La leggenda continua per il nove volte campione del mondo giunto alla soglia dei 39 anni. L’obiettivo è il sogno del decimo titolo mondiale e riportare alla vittoria la Yamaha. “Sono felice perchè due anni fa quando ho firmato l’ultimo contratto pensavo sarebbe stato l’ultimo, magari… forse deciderò nelle prossime due stagioni. Ma nella mia mente  l’idea è sempre stata chiara e volevo cercare di continuare. La sfida è molto impegnativa perchè restare al massimo livello è difficile, ma ho abbastanza forza e stimoli per provarci”.

Sarà l’ultimo rinnovo per il Dottore? “Ci sono percentuali più alte che sia l’ultimo, ma non è detto. Dipenderà dalla velocità che avrò e dai risultati. E’ un contratto di due anni senza nessuna opzione. Abbiamo parlato di firmare un anno con opzione per un altro anno, ma adesso si pensa sempre a due anni anche per equilibrio rispetto ai contratti degli altri piloti. Se firmi devi essere disposto a farlo per due anni e metterti in linea con gli altri top rider”.

La decisione è stata partorita già l’anno scorso e trovato la maturazione dopo i test invernali. “L’anno scorso ho parlato con Yamaha e ho detto che avrei firmato se fossi sopravvissuto ai test invernali, anche se abbiamo sofferto, e siamo tutti molto vicini. Mi piace la moto, mi sento abbastanza a mio agio anche se c’è molto lavoro da fare”, ha ammesso Valentino Rossi.
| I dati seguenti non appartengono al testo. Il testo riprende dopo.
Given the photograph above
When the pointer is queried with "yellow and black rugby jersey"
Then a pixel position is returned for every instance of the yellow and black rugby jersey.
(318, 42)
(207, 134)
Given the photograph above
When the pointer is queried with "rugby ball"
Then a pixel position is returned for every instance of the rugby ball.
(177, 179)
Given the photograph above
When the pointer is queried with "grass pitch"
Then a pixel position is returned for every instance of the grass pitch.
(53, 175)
Tante le motivazioni che lo hanno spinto a rinnovare per un altro biennio con la sua amata Yamaha. “Ho rinnovato perchè mi diverto ancora, mi piace questo stile di vita anche se a volte è un po’ impegnativo. Ma mi piace perchè è da molto tempo che lo vivo, mi piace lavorare su me stesso, allenarmi ed essere al massimo. E’ stato importante capire quali erano le sensazioni di Yamaha, se c’era un accordo, se c’era il loro sostegno e un atmosfera positiva, questo è importante”. Mai il pesarese ha pensato di poter mollare, anche nonostante i momenti difficili vissuti nella scorsa stagione. “Vedo tanti piloti sia di moto che di auto che si sono fermati al vertice assoluto della loro carriera, vedi Schumacher, Biaggi, Bayliss, ma tutti non sono mai contenti, Schumi e Bayliss sono tornati in pista. Io invece ho deciso di correre fino alla fine perchè non voglio pentirmi in futuro. Può essere un rischio per la mia reputazione, ma se avessi voluto seguire questo ragionamento mi sarei dovuto fermare sette o otto anni fa”.
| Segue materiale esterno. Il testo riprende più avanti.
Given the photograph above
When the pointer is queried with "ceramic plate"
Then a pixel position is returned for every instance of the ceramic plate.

Adesso serve trovare il giusto assetto per la M1 e omologare la versione definitiva, con l’opzione di poter cambiare telaio una sola volta nel corso della stagione. “E’ molto importante il pacchetto complessivo, in alcuni settori dobbiamo ancora lavorare, perchè in condizioni particolari soffriamo ancora un po’. Ma è tutto l’insieme su cui bisogna lavorare, il motore, il telaio e anche l’elettronica“. Sarà una stagione di altissimo livello, con almeno nove piloti che potranno giocarsi la vittoria sin dalla prima gara, tutti a distanza ravvicinata e raccolti in un arco di un secondo o forse meno, “poi gara dopo gara la rosa si restringerà”.